Sheriff’s deputies knocked on Scott’s door at 1:30 a.m. after finding the suspect’s motorcycle int he parking lot. Scott, not the suspect, was watching TV with his girlfriend, Miranda Mauck.
Mauck said Deputy Richard Sylvester never identified himself as a law enforcement officer, so Scott had a gun when answering the strange, middle of the night knock on the door. He violated no laws and was pointing his gun down at the floor when he opened the door. The killer shot 6 times, hitting Scott with 4 of the shots.
Mauck and Scott’s family, Amy Young and John Scott, sued Sylvester and then-Sheriff Gary Borders, claiming Scott’s Constitutional rights had been violated.
Borders said deputies were required to identify themselves if they were serving a warrant, but not if they were knocking on a door requesting assistance or getting information. That was also true, he said, if a deputy “is seeking a suspect who may be in the dwelling but (the officer) does not intend to enter the dwelling forcibly.”
The district court judge blamed the victim for the police officer’s actions and ruled that police can kill people who choose to use their constitutional right to be safe in their own home.
Scott’s gun was obviously just to deter people, if he had intended to actually kill someone, the cop would be dead and Scott would be in jail. Instead, Scott is dead and the killer was not punished.
“By any measure, this is a tragic case,” U.S. District Judge Anne C. Conway wrote in her ruling in September 2014. “The court sympathizes with Plaintiff’s loss. The court also understands the sentiment held by some in the community who believe that an innocent person who answered a late-night knock at his door was needlessly killed by police. But Andrew Scott made a fateful decision that night: He chose to answer his door with a gun in his hand. That changed everything. That is the one thing that — more than anything else — led to this tragedy.”

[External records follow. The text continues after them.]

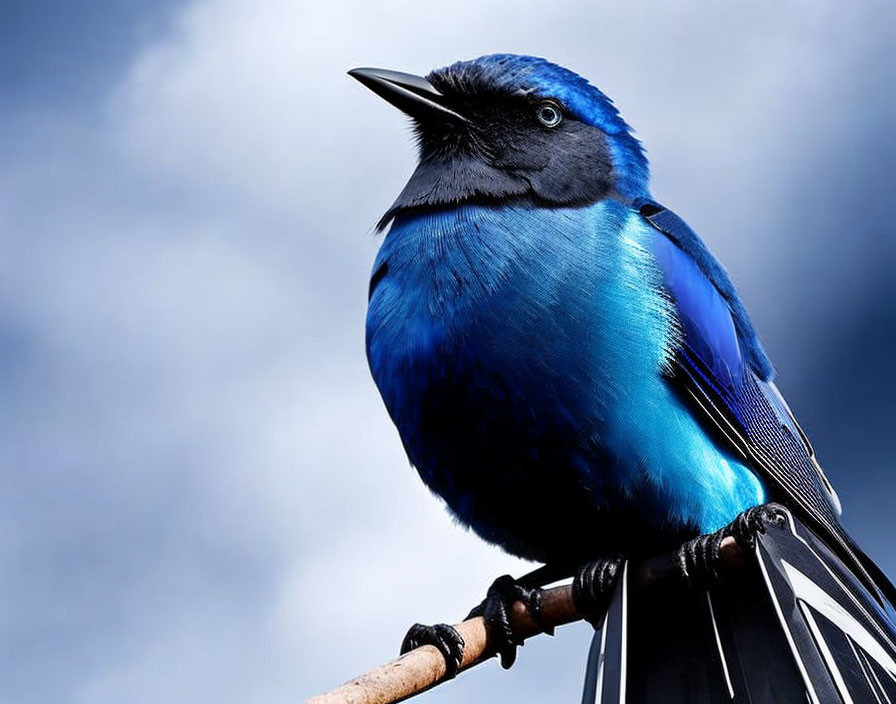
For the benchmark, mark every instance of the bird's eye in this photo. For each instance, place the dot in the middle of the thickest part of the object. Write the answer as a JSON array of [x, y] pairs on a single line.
[[549, 113]]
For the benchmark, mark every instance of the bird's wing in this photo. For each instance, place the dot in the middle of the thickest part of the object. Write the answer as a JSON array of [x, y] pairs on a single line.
[[726, 380]]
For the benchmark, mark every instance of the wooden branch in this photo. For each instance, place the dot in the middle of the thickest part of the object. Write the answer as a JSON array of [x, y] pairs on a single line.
[[424, 667]]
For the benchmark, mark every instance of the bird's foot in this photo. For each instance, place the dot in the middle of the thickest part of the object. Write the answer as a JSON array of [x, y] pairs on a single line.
[[495, 611], [755, 521], [592, 587], [701, 558], [443, 637]]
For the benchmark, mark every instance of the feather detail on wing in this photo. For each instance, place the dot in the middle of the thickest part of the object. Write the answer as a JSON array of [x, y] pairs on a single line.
[[725, 378]]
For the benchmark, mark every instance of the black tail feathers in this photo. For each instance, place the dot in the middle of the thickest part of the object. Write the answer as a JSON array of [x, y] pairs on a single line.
[[793, 625]]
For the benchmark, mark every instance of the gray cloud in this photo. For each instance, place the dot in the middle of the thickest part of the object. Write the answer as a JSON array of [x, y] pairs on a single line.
[[203, 497]]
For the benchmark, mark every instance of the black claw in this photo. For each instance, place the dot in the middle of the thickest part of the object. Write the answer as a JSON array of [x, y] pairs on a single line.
[[700, 559], [754, 521], [495, 611], [592, 587], [445, 638]]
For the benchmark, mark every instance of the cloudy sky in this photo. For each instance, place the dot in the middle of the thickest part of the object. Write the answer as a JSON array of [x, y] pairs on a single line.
[[202, 497]]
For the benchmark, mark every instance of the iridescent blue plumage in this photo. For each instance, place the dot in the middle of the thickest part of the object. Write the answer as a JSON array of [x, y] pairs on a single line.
[[573, 378]]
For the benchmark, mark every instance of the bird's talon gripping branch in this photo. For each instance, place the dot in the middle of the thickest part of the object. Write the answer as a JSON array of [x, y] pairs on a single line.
[[495, 611], [441, 636], [592, 587], [754, 521], [699, 559]]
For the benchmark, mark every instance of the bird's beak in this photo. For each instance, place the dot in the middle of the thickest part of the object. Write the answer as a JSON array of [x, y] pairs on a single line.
[[413, 95]]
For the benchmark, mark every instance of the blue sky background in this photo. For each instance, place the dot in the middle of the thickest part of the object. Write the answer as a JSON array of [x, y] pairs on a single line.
[[202, 497]]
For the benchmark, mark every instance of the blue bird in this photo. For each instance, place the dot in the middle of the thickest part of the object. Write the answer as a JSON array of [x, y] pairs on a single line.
[[567, 365]]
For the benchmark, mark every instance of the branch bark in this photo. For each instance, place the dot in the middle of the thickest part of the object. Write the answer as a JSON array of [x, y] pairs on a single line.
[[424, 667]]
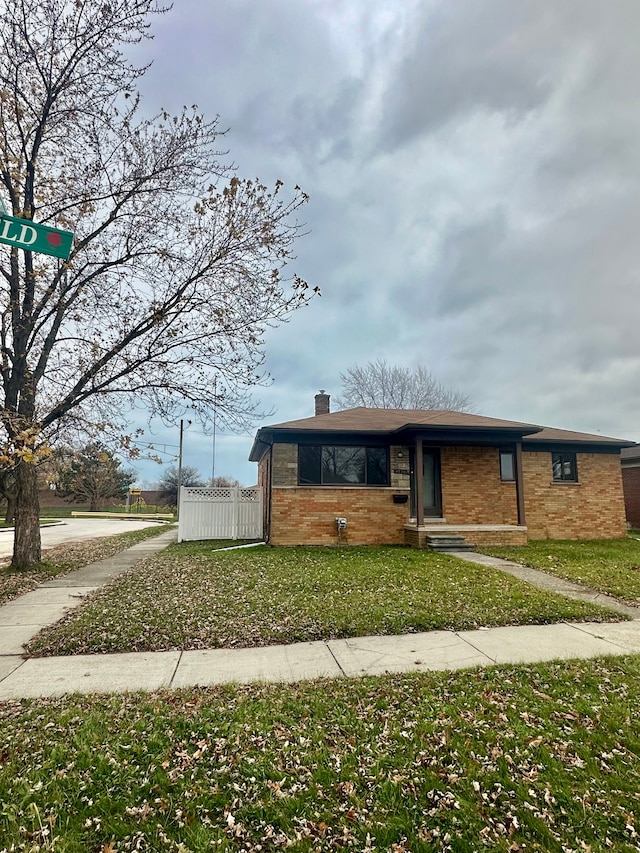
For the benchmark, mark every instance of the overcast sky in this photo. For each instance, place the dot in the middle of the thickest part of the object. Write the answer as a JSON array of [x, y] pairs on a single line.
[[473, 169]]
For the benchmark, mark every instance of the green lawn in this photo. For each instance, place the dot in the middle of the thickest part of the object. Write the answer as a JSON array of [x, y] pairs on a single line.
[[190, 596], [65, 558], [535, 758], [608, 565]]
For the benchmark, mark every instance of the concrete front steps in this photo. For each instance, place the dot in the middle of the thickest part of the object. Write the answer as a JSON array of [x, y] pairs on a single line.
[[448, 542]]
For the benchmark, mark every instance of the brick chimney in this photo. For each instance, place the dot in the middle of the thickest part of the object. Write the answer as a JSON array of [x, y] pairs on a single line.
[[322, 403]]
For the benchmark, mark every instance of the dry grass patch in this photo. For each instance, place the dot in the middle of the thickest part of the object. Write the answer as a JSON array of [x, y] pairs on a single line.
[[65, 558], [535, 758], [191, 597], [611, 566]]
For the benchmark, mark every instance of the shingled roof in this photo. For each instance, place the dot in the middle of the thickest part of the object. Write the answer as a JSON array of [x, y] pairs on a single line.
[[387, 422]]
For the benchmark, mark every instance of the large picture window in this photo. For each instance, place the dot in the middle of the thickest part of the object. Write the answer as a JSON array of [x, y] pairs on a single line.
[[337, 465], [564, 467]]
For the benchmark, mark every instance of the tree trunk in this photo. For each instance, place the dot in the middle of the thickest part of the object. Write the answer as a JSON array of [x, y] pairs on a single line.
[[10, 514], [26, 545]]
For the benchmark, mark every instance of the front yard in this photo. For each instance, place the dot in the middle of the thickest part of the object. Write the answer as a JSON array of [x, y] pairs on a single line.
[[190, 596], [608, 565], [508, 759]]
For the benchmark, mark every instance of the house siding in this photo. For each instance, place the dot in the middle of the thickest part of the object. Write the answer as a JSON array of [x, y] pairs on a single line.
[[593, 508], [631, 484], [472, 494], [307, 516], [472, 491]]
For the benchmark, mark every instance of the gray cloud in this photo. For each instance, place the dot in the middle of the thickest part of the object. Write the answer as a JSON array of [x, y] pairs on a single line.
[[475, 191]]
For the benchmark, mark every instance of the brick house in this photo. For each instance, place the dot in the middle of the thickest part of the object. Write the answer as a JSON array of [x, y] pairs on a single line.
[[631, 483], [491, 481]]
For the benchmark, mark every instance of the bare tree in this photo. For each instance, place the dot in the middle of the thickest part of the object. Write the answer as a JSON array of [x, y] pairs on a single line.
[[177, 267], [92, 474], [379, 385], [168, 485]]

Sylvester claimed Scott was pointing his gun in his face, so the cop feared for his life and was reasonable to kill the man, according to the ruling.
The deputy would have us believe he was such an amazing quick draw, they he was able to draw his weapon, aim, and fire before the man he feared was able to simply pull a trigger.
The Supreme Court, which typically does not give reasons for declining cases, declined to review the case. The 11th District Court of Appeals also rejected an appeal.
So the killer cop will face no criminal or civil consequences for killing an innocent man in his own home.